9. The UFA testing system of claim 7, wherein the transmission frequency includes a first frequency band and a second frequency band, when the first frequency band is a high frequency band, the second frequency band is a low frequency band; when the first frequency band is a low frequency band, the second frequency band is a high frequency band.

10. The UFA testing system of claim 9, wherein the low frequency band with a range of 80 MHz-1000 MHz, the high frequency band with a range of 1 GHz-3 GHz.

11. The UFA testing system of claim 9, wherein the antenna is spaced from the UFA testing apparatus of a predetermined distance.

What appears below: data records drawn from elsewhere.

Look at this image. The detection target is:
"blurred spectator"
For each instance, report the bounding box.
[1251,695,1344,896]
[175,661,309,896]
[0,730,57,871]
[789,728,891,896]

12. A UFA testing method, comprising the following steps:

placing a UFA testing apparatus in a UFA, and ensuring a plurality of field strength probes are respectively positioned according to a corresponding the testing point of the UFA;

measuring the UFA in a first frequency band;

changing an antenna for a UFA test in a second frequency band;

measuring the UFA in the second frequency band;

determining the testing result.

13. The UFA testing method of claim 12, the step of measuring the UFA in the first and second frequency band further comprising:

transmitting a signal with predetermined antenna polarity to the probe grid array corresponding to the testing points of the UFA test;

regulating the transmission frequency, to make one of the field strength probe read a predetermined data, recording the present transmission power and the data read by each field strength probe;

increasing the transmission frequency until reaching the upper limit of the frequency band;

recording the transmission power corresponding to each frequency point and the data read by each field strength probe;

changing the polarity of the signal;

repeating the above steps.

14. The UFA testing method of claim 12, wherein when the first frequency band is a high frequency band, the second frequency band is a low frequency band; when the first frequency band is a low frequency band, the second frequency band is a high frequency band.

15. The UFA testing method of claim 14, wherein the low frequency band with a range of 80 MHz-1000 MHz, the high frequency band with a range of 1 GHz-3 GHz.